Boston's municipal digital archives contain tens of thousands of duplicate image files — redundant photographs, scanned permits, and building inspection records stored multiple times across city servers — a problem that has compounded quietly for years and is now forcing a systematic overhaul of how the city manages its document infrastructure. The issue, which touches departments from the Boston Inspectional Services Division to the Office of Housing Stability on City Hall Plaza, surfaced formally during an internal audit completed in early 2026.
The timing matters. Mayor Michelle Wu's administration has pushed hard on digitizing city services, particularly around housing and permitting, as part of a broader effort to accelerate affordable-unit approvals in neighborhoods like Jamaica Plain and Dorchester. That acceleration meant more documents, more scans, more uploads — and, it turns out, more duplication. The audit found that redundant files were clogging storage systems and, in some cases, causing version-control failures where inspectors could not confirm which image of a property was the most recent.
How the Duplication Problem Took Root
The roots of the problem stretch back to the city's 2019 migration to a cloud-based document management platform, when multiple departments uploaded legacy files independently rather than through a single coordinated pipeline. Inspectional Services, the Boston Planning Department, and the city's public works offices each maintained separate upload protocols. Files got tagged differently, transferred more than once, and in some cases scanned again from paper originals that had already been digitized.
The MBTA's parallel push to digitize engineering documents during the same period created similar headaches — a cautionary parallel that city IT staff were apparently aware of but did not act on quickly enough. By 2023, the problem had grown large enough that staff at the Bolling Building on Washington Street, which houses several city administrative offices, were flagging duplicate records internally. No formal corrective process was launched until late 2025.
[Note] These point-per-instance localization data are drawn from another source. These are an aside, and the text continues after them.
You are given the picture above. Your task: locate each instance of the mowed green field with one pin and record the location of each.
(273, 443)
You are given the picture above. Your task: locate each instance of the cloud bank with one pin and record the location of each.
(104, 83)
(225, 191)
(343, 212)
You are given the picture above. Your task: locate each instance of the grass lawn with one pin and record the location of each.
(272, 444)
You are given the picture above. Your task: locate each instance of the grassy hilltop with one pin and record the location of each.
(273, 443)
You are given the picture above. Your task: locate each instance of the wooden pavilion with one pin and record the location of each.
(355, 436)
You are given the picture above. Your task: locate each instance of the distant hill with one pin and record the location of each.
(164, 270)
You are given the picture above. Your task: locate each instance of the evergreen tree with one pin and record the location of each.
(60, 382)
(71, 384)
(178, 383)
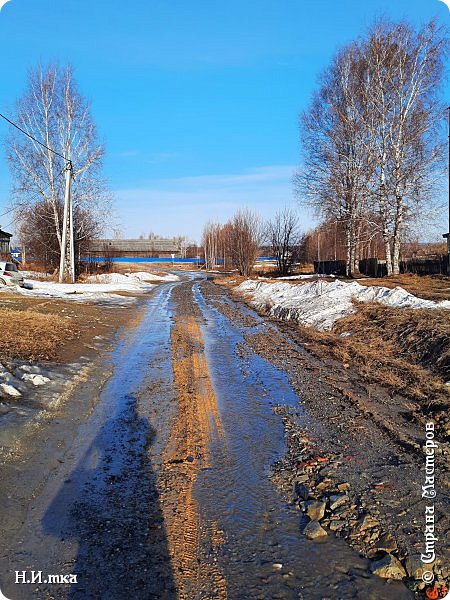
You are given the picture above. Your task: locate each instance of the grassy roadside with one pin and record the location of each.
(405, 350)
(38, 329)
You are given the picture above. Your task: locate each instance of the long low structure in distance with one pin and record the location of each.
(151, 248)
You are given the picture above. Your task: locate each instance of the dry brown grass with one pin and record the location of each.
(429, 287)
(31, 335)
(406, 350)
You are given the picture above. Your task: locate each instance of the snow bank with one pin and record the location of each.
(99, 289)
(322, 303)
(13, 385)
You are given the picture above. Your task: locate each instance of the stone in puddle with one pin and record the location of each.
(301, 491)
(415, 567)
(315, 509)
(314, 531)
(342, 487)
(367, 522)
(388, 567)
(337, 500)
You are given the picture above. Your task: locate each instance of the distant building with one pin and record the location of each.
(5, 239)
(150, 248)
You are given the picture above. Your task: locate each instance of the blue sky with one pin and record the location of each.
(197, 101)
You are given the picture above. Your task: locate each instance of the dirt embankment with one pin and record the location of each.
(359, 457)
(407, 351)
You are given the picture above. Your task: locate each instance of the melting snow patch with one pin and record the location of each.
(10, 390)
(99, 289)
(322, 303)
(35, 379)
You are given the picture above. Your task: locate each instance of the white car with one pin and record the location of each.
(10, 275)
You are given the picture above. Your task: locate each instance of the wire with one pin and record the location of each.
(33, 138)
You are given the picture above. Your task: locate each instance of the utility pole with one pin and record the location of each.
(448, 232)
(67, 262)
(447, 235)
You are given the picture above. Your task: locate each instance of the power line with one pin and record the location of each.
(33, 138)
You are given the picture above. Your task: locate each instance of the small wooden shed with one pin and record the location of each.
(5, 239)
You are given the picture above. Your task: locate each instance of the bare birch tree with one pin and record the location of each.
(283, 235)
(210, 242)
(337, 149)
(405, 70)
(371, 138)
(245, 236)
(53, 111)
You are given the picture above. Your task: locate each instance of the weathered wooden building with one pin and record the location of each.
(147, 248)
(5, 239)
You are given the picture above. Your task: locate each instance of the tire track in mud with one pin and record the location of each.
(196, 423)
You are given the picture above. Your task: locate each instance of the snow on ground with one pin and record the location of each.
(322, 303)
(86, 292)
(312, 276)
(146, 276)
(98, 288)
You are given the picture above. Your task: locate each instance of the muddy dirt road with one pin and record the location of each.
(159, 483)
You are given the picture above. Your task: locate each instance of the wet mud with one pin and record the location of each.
(173, 479)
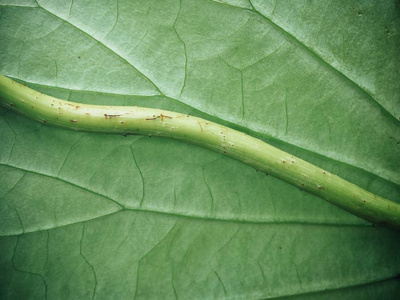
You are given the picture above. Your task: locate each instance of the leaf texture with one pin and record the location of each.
(104, 216)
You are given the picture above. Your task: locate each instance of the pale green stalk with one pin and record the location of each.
(238, 145)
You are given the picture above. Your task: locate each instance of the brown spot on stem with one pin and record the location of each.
(201, 128)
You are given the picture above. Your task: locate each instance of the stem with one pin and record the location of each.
(238, 145)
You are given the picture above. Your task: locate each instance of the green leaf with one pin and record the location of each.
(106, 216)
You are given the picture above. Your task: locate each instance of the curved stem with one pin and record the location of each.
(238, 145)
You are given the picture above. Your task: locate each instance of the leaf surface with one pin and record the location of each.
(105, 216)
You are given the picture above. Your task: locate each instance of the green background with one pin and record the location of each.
(97, 216)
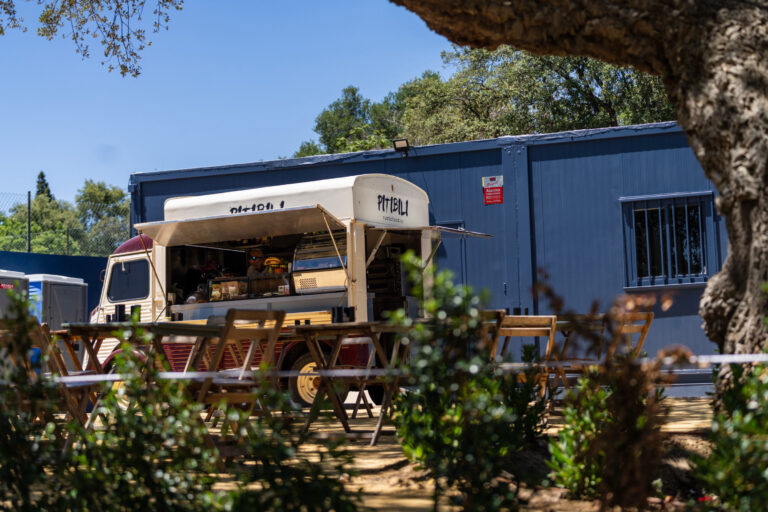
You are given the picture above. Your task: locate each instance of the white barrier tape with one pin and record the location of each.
(228, 376)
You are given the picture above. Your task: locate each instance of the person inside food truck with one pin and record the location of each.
(255, 263)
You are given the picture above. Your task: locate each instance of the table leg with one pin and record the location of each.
(326, 383)
(71, 351)
(93, 358)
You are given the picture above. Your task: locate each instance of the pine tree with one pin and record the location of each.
(42, 186)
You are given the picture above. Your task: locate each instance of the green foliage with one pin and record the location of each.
(491, 94)
(119, 26)
(509, 92)
(737, 469)
(27, 430)
(611, 444)
(150, 455)
(575, 463)
(352, 123)
(42, 186)
(94, 226)
(308, 148)
(465, 420)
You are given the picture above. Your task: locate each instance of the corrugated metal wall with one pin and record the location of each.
(561, 211)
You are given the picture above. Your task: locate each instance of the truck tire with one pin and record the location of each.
(304, 388)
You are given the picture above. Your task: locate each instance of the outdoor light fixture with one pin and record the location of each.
(401, 146)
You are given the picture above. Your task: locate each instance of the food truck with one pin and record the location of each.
(322, 251)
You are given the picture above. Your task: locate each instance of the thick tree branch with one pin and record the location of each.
(712, 56)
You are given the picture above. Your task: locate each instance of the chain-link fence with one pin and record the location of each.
(45, 225)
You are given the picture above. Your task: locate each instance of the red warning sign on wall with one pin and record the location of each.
(493, 189)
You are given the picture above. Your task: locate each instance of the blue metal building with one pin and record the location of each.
(602, 212)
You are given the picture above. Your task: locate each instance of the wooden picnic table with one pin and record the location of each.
(92, 336)
(337, 333)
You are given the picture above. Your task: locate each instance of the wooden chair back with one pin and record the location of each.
(628, 325)
(525, 326)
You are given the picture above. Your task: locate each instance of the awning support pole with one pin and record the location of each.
(157, 279)
(375, 248)
(431, 254)
(338, 254)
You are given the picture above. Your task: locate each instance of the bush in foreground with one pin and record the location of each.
(465, 420)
Storage costs are not trivial. Cloud storage for municipal governments running large image libraries typically runs between $0.02 and $0.05 per gigabyte per month depending on contract tier — and Boston's city archive, according to general municipal benchmarks for cities of comparable size, can easily run into the hundreds of terabytes. Redundant files compound those costs directly. A 2024 report from the National Association of Government Archives and Records Administrators found that duplicate digital records account for an estimated 30 percent of unstructured data held by mid-size American cities, a figure that has risen sharply since 2018 as digitization programs scaled up without matching data-governance policies.
What the City Is Doing About It Now
The Wu administration has directed the city's Department of Innovation and Technology to run a deduplication pass across affected databases, starting with the permitting and inspections records most critical to the housing pipeline. The Jamaica Plain Neighborhood Development Corporation and Dorchester Bay Economic Development Corporation, both of which interact regularly with city permitting systems on affordable housing projects, have been briefed on potential short-term slowdowns as the cleanup proceeds.
The deduplication effort is expected to run through the fall of 2026. City IT staff are deploying hash-based comparison tools — software that generates a unique fingerprint for each image file and flags matches — rather than manual review, which would be impractical at scale. The process is not without risk: aggressive automated deduplication can occasionally delete files that appear identical but carry different metadata, so staff will manually verify a sample of flagged records before deletion.
For residents and developers who rely on city records — whether pulling building permits on Blue Hill Avenue or checking inspection histories for properties near Egleston Square — the practical advice is straightforward: if you submitted documents to a city department between 2019 and 2024 and need to verify what the city has on file, now is the time to request a records confirmation through Boston's 311 system or directly through the relevant department. The cleanup will eventually make the archive more reliable, but the transition period carries its own uncertainties.